If you have it, you get up from your Beautyrest bed at odd hours of the night, go to your kitchen, and engage in compulsive binge eating and drinking behavior. You will likely have little to no memory of your eating spree but you seem to have no control over it. Your food combinations may either be strange or fattening, which may or may not be your usual eating behavior.
But there are also instances when affected persons are alert, as if they are in full control of their faculties or fully awake, when they binge eat after waking up during the night. They can recall most of the episode in the morning, too. For persons who are partially awake, however, it can be difficult to wake them up during the binge eating episode itself.
Regardless of whether you seem fully or partially awake, however, you can become irritated, angry and even violent in your attempts to resist another person’s attempt to stop your binge eating actions. Just as with sleep terrors, you and/or other persons can become injured due to the interference, no matter the good intentions behind it.

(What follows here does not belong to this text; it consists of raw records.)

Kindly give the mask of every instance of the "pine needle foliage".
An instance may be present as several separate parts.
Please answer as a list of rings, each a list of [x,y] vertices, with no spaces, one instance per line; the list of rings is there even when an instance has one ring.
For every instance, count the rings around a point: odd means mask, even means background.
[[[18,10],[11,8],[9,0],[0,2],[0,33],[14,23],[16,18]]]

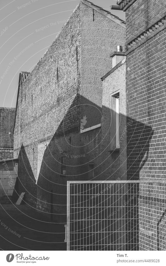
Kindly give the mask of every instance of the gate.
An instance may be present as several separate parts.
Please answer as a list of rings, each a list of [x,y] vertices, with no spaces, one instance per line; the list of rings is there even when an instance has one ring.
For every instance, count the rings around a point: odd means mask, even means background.
[[[67,181],[68,250],[166,250],[166,181]]]

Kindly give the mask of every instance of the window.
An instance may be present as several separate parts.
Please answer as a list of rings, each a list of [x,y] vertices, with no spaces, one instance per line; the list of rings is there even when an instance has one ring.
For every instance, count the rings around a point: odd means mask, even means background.
[[[66,156],[62,156],[61,157],[61,175],[63,175],[65,176],[66,175],[66,167],[65,164],[65,158],[66,158]]]
[[[111,95],[111,150],[120,148],[119,91]]]
[[[94,163],[91,163],[88,164],[88,175],[89,178],[94,177]]]

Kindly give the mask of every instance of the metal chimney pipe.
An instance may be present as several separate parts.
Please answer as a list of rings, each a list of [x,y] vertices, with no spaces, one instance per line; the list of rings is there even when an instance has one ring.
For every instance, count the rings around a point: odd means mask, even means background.
[[[110,7],[111,8],[111,9],[112,10],[120,10],[120,6],[114,6],[112,5],[112,6],[110,6]]]
[[[120,45],[117,45],[116,46],[117,52],[122,52],[123,51],[123,47]]]

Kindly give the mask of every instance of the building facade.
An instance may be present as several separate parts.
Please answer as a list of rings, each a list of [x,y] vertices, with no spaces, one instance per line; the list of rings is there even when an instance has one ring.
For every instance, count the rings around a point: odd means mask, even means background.
[[[139,248],[165,250],[166,190],[160,181],[166,176],[166,4],[117,3],[126,13],[126,112],[133,121],[127,131],[127,178],[157,181],[138,199]]]
[[[119,152],[111,155],[110,141],[101,141],[110,95],[105,89],[102,102],[101,77],[111,69],[117,45],[124,48],[125,27],[82,0],[32,72],[20,74],[14,133],[19,193],[61,222],[67,180],[115,178],[111,163]],[[125,178],[123,167],[117,179]]]

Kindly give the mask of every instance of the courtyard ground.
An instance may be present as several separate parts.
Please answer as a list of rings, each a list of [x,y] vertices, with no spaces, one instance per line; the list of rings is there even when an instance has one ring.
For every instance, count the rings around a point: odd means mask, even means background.
[[[66,250],[64,227],[27,205],[0,204],[1,250]]]

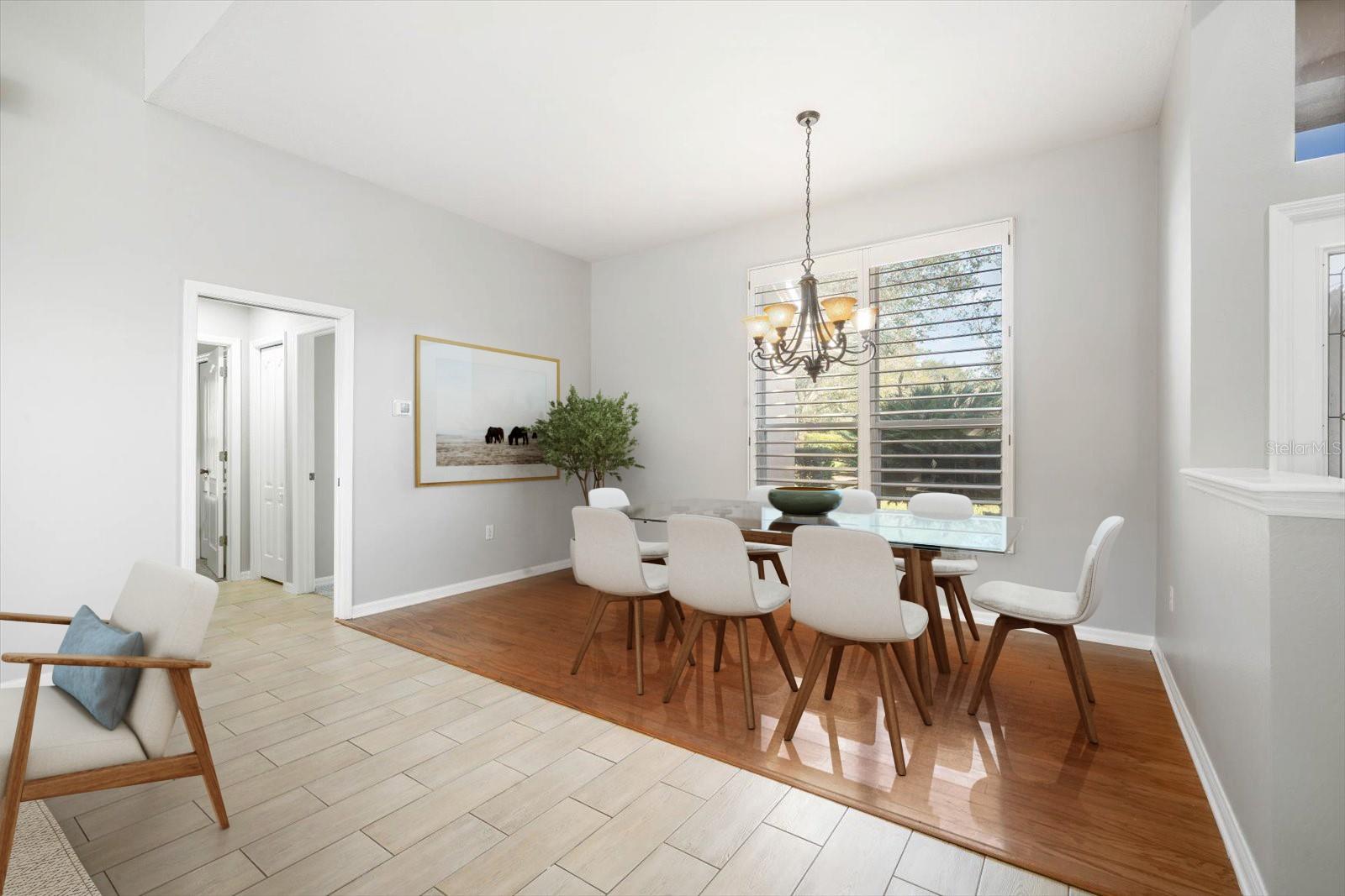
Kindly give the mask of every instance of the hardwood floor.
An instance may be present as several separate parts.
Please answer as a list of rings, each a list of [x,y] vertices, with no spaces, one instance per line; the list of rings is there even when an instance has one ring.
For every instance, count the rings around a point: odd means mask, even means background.
[[[928,850],[964,846],[1099,893],[1237,891],[1147,652],[1083,645],[1102,739],[1089,746],[1060,653],[1045,635],[1010,635],[979,716],[968,716],[986,645],[968,641],[970,664],[935,676],[932,725],[921,724],[911,695],[897,688],[908,763],[907,775],[897,776],[866,652],[846,652],[834,697],[826,701],[816,689],[792,742],[784,742],[791,692],[783,676],[765,672],[779,670],[760,626],[749,641],[753,666],[763,670],[752,678],[757,727],[748,729],[737,643],[726,639],[716,673],[706,653],[714,643],[709,626],[697,646],[701,661],[668,704],[659,701],[659,682],[668,676],[675,641],[654,642],[654,618],[646,619],[650,685],[643,697],[635,693],[624,613],[603,619],[584,665],[570,676],[590,606],[590,592],[557,572],[347,625],[929,834]],[[779,623],[784,630],[783,611]],[[803,625],[784,631],[795,670],[804,668],[812,637]],[[772,837],[763,834],[753,849],[779,854]],[[678,846],[675,838],[670,844]],[[952,876],[950,892],[964,892],[955,865],[931,860],[937,873],[929,880]]]
[[[104,893],[1069,891],[330,614],[221,587],[195,681],[233,823],[198,778],[50,799]]]

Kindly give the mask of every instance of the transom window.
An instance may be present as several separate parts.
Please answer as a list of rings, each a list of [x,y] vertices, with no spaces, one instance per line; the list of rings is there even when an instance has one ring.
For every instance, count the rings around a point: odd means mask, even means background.
[[[878,353],[816,383],[753,371],[753,482],[859,486],[892,509],[959,492],[1009,513],[1011,253],[1003,220],[819,257],[819,298],[877,308]],[[753,313],[796,301],[798,277],[798,262],[753,269]]]

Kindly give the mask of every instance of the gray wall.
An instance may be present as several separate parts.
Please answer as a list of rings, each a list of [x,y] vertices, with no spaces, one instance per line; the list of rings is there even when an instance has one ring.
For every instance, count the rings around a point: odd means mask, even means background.
[[[336,500],[336,334],[313,339],[313,575],[332,575],[332,514]]]
[[[356,310],[356,603],[566,557],[573,484],[416,489],[390,404],[416,333],[586,392],[589,266],[147,105],[141,42],[140,3],[0,5],[5,609],[106,611],[137,557],[178,562],[184,279]],[[5,649],[55,649],[34,629]]]
[[[812,222],[831,251],[1015,218],[1014,512],[1026,527],[1018,553],[983,560],[979,579],[1072,590],[1093,529],[1120,513],[1115,590],[1091,625],[1142,635],[1154,625],[1157,146],[1155,129],[1119,134],[823,204]],[[633,496],[746,492],[746,271],[798,257],[802,223],[593,265],[593,386],[640,403]]]
[[[1345,189],[1293,136],[1294,4],[1193,4],[1159,122],[1157,645],[1270,892],[1317,893],[1345,877],[1345,524],[1178,476],[1266,467],[1267,207]]]

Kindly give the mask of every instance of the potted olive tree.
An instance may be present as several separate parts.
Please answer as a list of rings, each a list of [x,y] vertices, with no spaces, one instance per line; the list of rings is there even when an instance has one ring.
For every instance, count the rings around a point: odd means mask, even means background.
[[[565,400],[551,402],[547,415],[533,426],[542,461],[564,470],[566,482],[577,478],[585,504],[589,490],[603,488],[607,477],[620,481],[621,470],[640,466],[632,455],[636,441],[631,434],[640,408],[625,399],[625,392],[621,398],[603,392],[582,398],[572,386]]]

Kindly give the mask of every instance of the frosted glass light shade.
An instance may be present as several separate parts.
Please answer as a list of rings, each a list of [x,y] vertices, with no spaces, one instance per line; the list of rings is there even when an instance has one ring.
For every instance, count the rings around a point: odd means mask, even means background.
[[[742,325],[748,329],[748,336],[756,340],[771,332],[771,318],[765,314],[748,314],[742,318]]]
[[[788,329],[799,309],[794,306],[794,302],[775,302],[773,305],[767,305],[763,310],[771,321],[771,326],[776,329]]]
[[[835,324],[837,321],[847,321],[854,317],[854,306],[859,304],[859,300],[853,296],[833,296],[831,298],[822,300],[822,310],[826,313],[827,320]]]

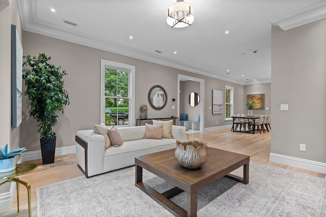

Each person with SRED engages in binge eating at a different frequency, duration and manner. You may, for example, have an episode almost every night but only eat once every episode, while another person can eat more than once every night but have an episode a few times each week only.
With these behaviors, it’s no wonder that people with SRED are at higher risk of obesity, diabetes and cardiovascular diseases. There are also the risk of eating strange food combinations resulting in stomach pain, eating foods that contain allergens, and eating toxic substances.
Both sleep terrors and SRED are cause for concern for both the affected persons and their family members who witness the symptoms. Medical consultations are likely necessary to identify an underlying cause, such as an undetected or mismanaged health condition. Just remember that there’s hope for these sleeping disorders and it starts with your willingness to accept help from others and to help yourself.